Experimental program
Comparison scheme
Effect test

Embodiment 1

[0068] 1-1. Culture of African trypanosomiasis protozoa

[0069] In this example, the bloodstream-dwelling trypanomastigotes of the protozoa of Trypanosoma brucei rhodensiense (STIB900 strain) were used. The medium used in the experiment was filter-sterilized MEM medium supplemented with 25mM N-2-hydroxyethylpiperazine-2-ethanesulfonic acid (HEPES), 1g / L glucose, 1% MEM non- Essential amino acids, 0.2 mM 2-mercaptoethanol, 2 mM sodium pyruvate, 0.1 mM hypoxanthine, and 15% heat-treated horse serum. Protozoa were cultured in air with a CO2 concentration of 5% at a temperature of 37°C.

[0070] 1-2. African trypanosomiasis protozoan proliferation inhibition screening test

[0071] The compound of the present invention used in the test and the positive drug (Melarsoprol (Melarsoprol)) were dissolved in dimethyl sulfoxide (DMSO) to prepare a test solution with a predetermined concentration. Add the medium containing 8×103 protozoa and the test solution containing the drug at a ...

Embodiment 2

[0092] 2-1. Culture of Chagas disease protozoa

[0093] In this example, amastigotes and trypanomastigotes of the protozoa of Trypanosoma cruzi (Tulahuen C2C4 strain) infected with rat L6 cells were used. The medium used in the experiment was RPMI1640 medium containing L6 cells with L-glutamine (200 mM) added at a final concentration of 1%, fetal bovine serum at a final concentration of 10%, and cultured at 37°C.

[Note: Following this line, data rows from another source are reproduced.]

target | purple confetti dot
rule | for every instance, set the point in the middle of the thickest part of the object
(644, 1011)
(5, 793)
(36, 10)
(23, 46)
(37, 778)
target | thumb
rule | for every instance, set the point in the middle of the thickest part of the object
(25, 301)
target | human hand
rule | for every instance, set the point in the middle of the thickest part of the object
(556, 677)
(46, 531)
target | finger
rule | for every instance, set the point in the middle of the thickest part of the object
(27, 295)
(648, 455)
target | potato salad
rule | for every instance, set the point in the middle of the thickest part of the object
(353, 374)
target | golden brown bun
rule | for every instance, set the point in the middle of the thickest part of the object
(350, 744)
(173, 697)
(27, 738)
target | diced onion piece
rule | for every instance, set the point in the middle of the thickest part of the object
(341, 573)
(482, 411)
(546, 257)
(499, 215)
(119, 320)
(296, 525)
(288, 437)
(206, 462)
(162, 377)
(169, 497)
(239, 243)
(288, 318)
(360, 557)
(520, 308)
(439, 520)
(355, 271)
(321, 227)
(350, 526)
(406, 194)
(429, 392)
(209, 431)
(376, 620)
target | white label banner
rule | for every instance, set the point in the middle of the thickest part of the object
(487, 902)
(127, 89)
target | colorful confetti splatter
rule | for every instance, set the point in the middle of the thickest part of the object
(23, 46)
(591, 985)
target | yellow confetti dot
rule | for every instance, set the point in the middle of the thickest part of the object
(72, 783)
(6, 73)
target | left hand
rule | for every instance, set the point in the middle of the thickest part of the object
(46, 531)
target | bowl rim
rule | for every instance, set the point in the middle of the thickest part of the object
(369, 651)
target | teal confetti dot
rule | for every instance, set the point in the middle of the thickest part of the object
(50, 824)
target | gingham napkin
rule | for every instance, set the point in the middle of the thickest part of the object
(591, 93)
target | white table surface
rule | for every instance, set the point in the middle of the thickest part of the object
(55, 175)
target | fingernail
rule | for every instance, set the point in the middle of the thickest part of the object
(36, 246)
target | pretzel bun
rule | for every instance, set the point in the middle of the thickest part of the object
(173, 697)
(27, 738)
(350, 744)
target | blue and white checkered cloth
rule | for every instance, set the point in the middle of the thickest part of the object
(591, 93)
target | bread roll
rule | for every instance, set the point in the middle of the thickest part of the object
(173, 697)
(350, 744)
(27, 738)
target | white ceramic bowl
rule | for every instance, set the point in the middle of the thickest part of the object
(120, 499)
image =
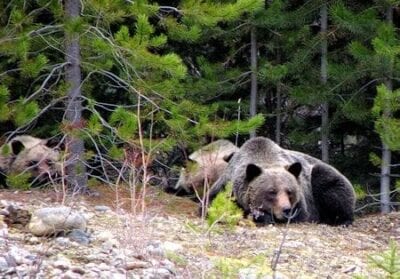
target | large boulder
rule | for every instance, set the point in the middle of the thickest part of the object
(53, 220)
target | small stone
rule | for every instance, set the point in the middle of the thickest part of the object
(62, 263)
(78, 270)
(62, 241)
(109, 245)
(3, 263)
(102, 208)
(171, 246)
(79, 236)
(104, 236)
(157, 273)
(136, 264)
(34, 240)
(103, 266)
(70, 275)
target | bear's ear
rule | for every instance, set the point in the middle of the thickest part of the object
(295, 169)
(16, 147)
(252, 171)
(55, 143)
(228, 157)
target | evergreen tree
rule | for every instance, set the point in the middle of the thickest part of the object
(375, 28)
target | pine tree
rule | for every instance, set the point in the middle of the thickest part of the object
(377, 63)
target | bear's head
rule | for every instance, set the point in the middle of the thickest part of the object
(33, 155)
(273, 193)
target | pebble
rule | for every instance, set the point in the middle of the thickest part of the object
(102, 208)
(104, 236)
(79, 236)
(62, 241)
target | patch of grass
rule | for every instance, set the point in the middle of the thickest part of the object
(176, 258)
(388, 262)
(224, 210)
(257, 266)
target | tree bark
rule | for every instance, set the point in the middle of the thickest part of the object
(386, 153)
(253, 91)
(75, 167)
(324, 79)
(278, 113)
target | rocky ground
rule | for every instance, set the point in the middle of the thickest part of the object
(169, 241)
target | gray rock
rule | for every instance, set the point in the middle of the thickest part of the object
(104, 236)
(51, 220)
(155, 249)
(171, 247)
(102, 208)
(62, 263)
(70, 275)
(79, 236)
(62, 241)
(3, 264)
(157, 273)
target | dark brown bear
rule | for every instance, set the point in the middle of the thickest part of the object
(275, 184)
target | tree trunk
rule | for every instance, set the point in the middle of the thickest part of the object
(253, 61)
(75, 168)
(324, 79)
(386, 153)
(278, 124)
(278, 113)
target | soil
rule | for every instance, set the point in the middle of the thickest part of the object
(246, 251)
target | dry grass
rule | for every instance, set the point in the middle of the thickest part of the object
(310, 251)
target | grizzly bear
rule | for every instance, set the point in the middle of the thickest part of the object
(29, 154)
(205, 166)
(277, 185)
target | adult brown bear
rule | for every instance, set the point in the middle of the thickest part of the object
(25, 153)
(275, 184)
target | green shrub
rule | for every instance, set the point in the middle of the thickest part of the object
(388, 261)
(223, 209)
(19, 181)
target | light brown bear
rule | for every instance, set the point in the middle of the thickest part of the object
(29, 154)
(275, 184)
(205, 166)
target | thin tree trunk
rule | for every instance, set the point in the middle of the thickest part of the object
(253, 92)
(75, 168)
(278, 124)
(324, 79)
(386, 153)
(278, 113)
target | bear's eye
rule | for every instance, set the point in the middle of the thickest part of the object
(32, 163)
(272, 192)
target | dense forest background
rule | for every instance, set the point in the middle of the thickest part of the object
(100, 75)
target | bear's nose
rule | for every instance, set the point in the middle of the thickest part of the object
(287, 212)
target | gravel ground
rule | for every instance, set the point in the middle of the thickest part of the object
(168, 241)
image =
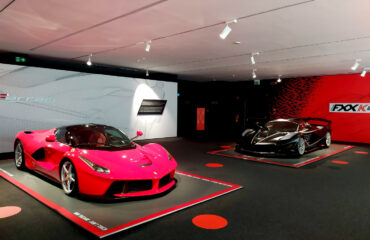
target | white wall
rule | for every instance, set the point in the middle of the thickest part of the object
(74, 97)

[0094] 2-2. Screening test for protozoan proliferation inhibition of American trypanosomiasis

[0095] The compound of the present invention and the positive drug (Benznidazol) used in the test were dissolved in DMSO to prepare a test solution with a predetermined concentration. A culture medium containing 5×10 3 protozoa was added to the wells of a 96-well culture plate, and pre-cultured for 48 hours. After exchanging the medium, a test solution containing a drug at a predetermined concentration or DMSO without a drug was added. Divide the test solution into two...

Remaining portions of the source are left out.